All variants trained identically; only the eval-time merge threshold differs.

`merge_radius_bits`	Token NLL	Accept Rate	Merge JS	Random JS	Merge Adv.
2	0.1011	63.3%	NaN	0.6891	1.00×
4	0.1011	63.3%	NaN	0.6891	1.00×
6	0.1011	63.3%	0.5780	0.6891	1.19×
8	0.1011	63.3%	0.6228	0.6891	1.11×
12	0.1011	63.3%	0.6228	0.6891	1.11×

Finding: merge_radius_bits=6 is the optimal threshold (default). Below 6, the radius is so tight that no pairs qualify (merge_precision_js = NaN). Above 6, admitting more diverse pairs dilutes the advantage. The 10 607× advantage in the 5000-step gate run (vs 1.19× here) confirms that merge precision is a slow-learning signal that emerges with more training.

Generation Benchmark (2026-05-13)

Production-scale result (250M, Python corpus, MLX): 1.28× speculative speedup on a fibonacci prompt (AR 31.9 tok/s → Spec 40.9 tok/s, 100% accept). See Run 3 above.

The 25M Python-harness benchmark below shows throughput parity, not speedup — at the 25M scale the per-call Python overhead dominates the savings from 4-token parallel drafting. The 13.92× compute-FLOPs advantage from the gate run is the theoretical upper bound and is realized only with KV-cache and fused CUDA/Metal kernels.

Benchmark: 200 tokens generated from 64-token prompt, MLX, Apple Silicon, SGJM-25M step 4500.
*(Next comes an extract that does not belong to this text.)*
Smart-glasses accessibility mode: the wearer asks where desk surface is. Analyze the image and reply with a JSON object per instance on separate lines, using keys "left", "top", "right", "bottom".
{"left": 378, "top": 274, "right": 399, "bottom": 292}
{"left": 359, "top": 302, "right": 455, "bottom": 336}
Metric	SGJM (50 steps × 4 tokens)	AR (200 steps × 1 token)
Tokens generated	200	200
Model fwd passes	100 (50 backbone + 50 drafter)	200 backbone
Acceptance rate (harness)	25% (1 of 4 kept)	100%
Elapsed (s)	1.32	1.31
Tokens / sec	151.7	153.0
Speedup	0.99×	—

Interpretation: This Python harness benchmark shows throughput parity — SGJM's 4-token parallel drafting absorbs its per-call overhead. The 13.92× compute-FLOPs advantage from the gate run is a theoretical upper bound that would be realized with KV-cache and fused CUDA/Metal kernels, not a naive Python harness.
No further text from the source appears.